Tokarahia Temporal range: Late Oligocene, 27.3–25.2 Ma PreꞒ Ꞓ O S D C P T J K Pg N ↓

Scientific classification
- Domain: Eukaryota
- Kingdom: Animalia
- Phylum: Chordata
- Class: Mammalia
- Order: Artiodactyla
- Infraorder: Cetacea
- Family: †Eomysticetidae
- Genus: †Tokarahia Boessenecker and Fordyce, 2015
- Species: T. kauaeroa Boessenecker and Fordyce, 2015 (type); T. lophocephalus (Marples, 1956);

= Tokarahia =

Extinct genus of mammals

Tokarahia is a genus of eomysticetid baleen whale from the Late Oligocene (Chattian) of New Zealand. There are two recognized species, T. kauaeroa and T. lophocephalus.

==Description==
Tokarahia differs from other eomysticetids in possessing elongate, dorsoventrally tapering zygomatic processes that are medially bowed, with a concave lateral margin, an elongate diamond-shaped posterior bullar facet lacking longitudinal striations, and a transverse crest on the dorsal surface of the periotic, between the posterodorsal angle and the posterior internal acoustic meatus.
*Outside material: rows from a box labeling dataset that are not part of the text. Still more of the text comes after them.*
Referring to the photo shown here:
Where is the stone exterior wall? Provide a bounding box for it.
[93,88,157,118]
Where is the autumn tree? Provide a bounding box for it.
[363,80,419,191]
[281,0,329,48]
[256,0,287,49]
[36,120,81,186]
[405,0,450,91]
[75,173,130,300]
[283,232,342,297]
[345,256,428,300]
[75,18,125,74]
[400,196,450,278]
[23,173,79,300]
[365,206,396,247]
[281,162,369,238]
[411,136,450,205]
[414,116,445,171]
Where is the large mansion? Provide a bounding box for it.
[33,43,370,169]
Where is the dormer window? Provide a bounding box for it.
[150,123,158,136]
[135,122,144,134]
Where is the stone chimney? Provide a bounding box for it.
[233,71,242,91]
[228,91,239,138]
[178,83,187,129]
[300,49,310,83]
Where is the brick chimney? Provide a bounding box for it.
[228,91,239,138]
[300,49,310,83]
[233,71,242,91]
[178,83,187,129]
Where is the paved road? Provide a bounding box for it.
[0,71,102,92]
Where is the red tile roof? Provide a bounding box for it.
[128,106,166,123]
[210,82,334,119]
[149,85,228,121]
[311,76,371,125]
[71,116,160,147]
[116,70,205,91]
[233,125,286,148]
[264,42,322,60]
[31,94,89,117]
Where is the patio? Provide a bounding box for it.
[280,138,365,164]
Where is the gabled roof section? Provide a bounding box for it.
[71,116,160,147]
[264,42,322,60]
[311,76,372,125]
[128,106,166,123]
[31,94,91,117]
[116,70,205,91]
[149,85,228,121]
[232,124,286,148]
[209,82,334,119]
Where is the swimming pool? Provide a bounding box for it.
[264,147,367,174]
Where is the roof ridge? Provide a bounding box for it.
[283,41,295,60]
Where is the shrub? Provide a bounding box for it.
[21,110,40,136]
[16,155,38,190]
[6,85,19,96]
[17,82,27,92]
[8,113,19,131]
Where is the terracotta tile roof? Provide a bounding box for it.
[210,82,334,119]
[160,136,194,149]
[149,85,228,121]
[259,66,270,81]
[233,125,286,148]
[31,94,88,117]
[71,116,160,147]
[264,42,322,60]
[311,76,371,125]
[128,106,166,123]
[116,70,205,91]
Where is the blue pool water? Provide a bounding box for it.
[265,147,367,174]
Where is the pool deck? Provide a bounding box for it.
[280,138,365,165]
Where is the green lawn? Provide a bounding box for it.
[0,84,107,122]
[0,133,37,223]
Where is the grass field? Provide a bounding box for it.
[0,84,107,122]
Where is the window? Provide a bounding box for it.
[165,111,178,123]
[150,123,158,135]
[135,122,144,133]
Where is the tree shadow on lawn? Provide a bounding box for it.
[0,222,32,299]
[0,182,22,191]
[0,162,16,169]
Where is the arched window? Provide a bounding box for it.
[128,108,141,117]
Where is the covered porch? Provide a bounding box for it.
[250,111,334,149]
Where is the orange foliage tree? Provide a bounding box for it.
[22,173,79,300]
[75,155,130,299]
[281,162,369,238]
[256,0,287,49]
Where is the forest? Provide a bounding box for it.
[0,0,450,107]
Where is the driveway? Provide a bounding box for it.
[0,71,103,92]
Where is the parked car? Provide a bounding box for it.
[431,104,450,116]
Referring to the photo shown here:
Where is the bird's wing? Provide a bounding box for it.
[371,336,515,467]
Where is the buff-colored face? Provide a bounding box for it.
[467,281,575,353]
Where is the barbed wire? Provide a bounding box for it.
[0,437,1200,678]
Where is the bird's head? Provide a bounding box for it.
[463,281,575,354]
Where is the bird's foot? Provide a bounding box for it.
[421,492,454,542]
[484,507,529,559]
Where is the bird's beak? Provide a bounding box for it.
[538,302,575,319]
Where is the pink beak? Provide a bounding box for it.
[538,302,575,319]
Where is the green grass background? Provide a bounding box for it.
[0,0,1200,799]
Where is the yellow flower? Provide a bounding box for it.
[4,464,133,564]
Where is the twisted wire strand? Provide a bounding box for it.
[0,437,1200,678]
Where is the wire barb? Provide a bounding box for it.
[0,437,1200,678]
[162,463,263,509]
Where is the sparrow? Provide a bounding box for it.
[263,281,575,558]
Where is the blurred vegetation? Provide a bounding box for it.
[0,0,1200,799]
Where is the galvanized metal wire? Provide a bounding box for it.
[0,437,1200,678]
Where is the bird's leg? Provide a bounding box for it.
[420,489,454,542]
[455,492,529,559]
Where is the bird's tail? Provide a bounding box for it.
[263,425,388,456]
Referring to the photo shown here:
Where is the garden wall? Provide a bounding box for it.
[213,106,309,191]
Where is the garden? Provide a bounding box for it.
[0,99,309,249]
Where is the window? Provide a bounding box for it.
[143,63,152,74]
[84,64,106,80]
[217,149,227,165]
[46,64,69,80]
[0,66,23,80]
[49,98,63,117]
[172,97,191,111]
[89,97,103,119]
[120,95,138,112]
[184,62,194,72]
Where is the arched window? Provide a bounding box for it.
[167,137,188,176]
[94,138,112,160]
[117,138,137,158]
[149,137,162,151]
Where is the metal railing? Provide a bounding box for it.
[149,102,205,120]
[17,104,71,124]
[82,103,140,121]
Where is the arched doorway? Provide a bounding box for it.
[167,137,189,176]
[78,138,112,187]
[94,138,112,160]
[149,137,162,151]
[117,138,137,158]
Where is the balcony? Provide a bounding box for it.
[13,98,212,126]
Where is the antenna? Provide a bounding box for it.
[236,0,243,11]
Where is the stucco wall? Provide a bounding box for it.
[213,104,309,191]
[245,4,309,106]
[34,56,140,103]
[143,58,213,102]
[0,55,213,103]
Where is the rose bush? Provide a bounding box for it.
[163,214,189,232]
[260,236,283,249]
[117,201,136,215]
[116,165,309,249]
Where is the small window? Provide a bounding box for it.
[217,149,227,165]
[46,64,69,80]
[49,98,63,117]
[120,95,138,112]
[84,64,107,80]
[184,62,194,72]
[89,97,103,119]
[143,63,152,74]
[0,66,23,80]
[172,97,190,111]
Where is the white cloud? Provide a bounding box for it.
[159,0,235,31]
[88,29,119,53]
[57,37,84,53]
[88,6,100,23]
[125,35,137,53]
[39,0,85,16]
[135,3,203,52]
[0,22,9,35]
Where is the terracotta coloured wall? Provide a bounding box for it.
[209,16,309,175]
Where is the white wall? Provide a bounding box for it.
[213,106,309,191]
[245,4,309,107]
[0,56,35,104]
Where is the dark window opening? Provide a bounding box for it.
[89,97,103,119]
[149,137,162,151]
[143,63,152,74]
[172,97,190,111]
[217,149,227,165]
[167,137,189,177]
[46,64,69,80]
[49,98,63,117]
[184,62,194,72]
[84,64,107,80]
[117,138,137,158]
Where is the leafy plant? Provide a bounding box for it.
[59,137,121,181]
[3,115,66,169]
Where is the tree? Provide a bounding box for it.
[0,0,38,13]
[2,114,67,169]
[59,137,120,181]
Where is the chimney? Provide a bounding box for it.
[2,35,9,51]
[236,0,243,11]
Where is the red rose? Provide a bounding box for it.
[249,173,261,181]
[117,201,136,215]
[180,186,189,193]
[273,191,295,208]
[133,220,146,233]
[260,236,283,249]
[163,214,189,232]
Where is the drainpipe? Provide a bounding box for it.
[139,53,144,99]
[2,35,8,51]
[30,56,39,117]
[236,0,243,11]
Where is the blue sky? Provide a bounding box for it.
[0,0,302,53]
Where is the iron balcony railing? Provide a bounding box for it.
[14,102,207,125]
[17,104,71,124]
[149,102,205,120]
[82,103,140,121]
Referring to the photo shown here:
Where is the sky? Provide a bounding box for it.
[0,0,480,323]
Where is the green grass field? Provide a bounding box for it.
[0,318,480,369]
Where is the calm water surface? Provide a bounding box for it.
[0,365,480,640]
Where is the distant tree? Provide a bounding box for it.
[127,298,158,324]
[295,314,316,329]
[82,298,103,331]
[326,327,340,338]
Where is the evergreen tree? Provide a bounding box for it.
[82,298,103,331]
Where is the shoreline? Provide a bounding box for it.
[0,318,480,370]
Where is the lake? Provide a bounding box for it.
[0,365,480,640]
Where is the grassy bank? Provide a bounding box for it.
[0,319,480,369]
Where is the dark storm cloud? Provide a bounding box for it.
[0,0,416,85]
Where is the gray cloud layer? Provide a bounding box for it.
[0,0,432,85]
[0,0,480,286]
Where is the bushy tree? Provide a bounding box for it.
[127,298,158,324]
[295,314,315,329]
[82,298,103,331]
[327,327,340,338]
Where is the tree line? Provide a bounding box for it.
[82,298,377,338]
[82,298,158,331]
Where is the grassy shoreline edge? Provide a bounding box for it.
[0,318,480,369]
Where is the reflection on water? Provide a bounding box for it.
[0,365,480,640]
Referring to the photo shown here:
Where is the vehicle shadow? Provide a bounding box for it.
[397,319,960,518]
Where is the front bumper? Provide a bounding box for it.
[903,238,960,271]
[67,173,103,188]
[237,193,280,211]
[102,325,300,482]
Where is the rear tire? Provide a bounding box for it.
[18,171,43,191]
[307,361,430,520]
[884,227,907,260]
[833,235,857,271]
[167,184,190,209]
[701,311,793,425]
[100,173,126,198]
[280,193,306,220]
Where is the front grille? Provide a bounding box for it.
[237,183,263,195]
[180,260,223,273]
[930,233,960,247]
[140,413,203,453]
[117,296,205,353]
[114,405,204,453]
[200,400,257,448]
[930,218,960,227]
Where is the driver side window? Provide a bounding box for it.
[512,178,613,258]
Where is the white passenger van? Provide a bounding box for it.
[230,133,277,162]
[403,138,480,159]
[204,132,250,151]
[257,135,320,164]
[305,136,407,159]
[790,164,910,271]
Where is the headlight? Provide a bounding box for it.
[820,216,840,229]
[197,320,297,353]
It is similar to Tohoraata raekohao in having numerous foramina in the supraorbital process of the frontal, an ovalshaped incisural flange closely appressed to the anteroventral part of the pars cochlearis, a prominent dorsal tubercle between the stylomastoid fossa and apertures for the cochlear and vestibular aqueducts, a triangular anterior process in medial view with a posteriorly placed anterodorsal angle, a concave anterodorsal margin between the anteroventral and anterodorsal angles, an internal acoustic meatus that is anteriorly transversely pinched, a posterodorsal angle that is more acute and approximately 90° or smaller, and lacking a posterior bullar facet that is 'folded' into two facets by a hingeline, and additionally lacking longitudinal striations on the posterior bullar facet. However, it differs from Tohoraata in the structure of the earbone. The two species of Tokarahia are distinguished by the structure of the earbone as well as the degree of cranial telescoping.

==Taxonomy==
The type species, Tokarahia kauaeroa, is known from the holotype specimen OU 22235, which was found in the lower Maerewhenua Member of the Otekaike Limestone in New Zealand. The second species, T. lophocephalus, is known from the holotype OM GL 412 and referred specimen OM GL 443, both from the Kokoamu Greensand. It was originally described as a new species of Mauicetus, M. lophocephalus, before its eomysticetid affinities became clear.

==Paleobiology==
Based on the enlarged temporal fossae and enlarged mandibular canal, Tokarahia was probably incapable of lunge-feeding, although it remains unclear whether it could skim-feed or filter prey in the benthic zone.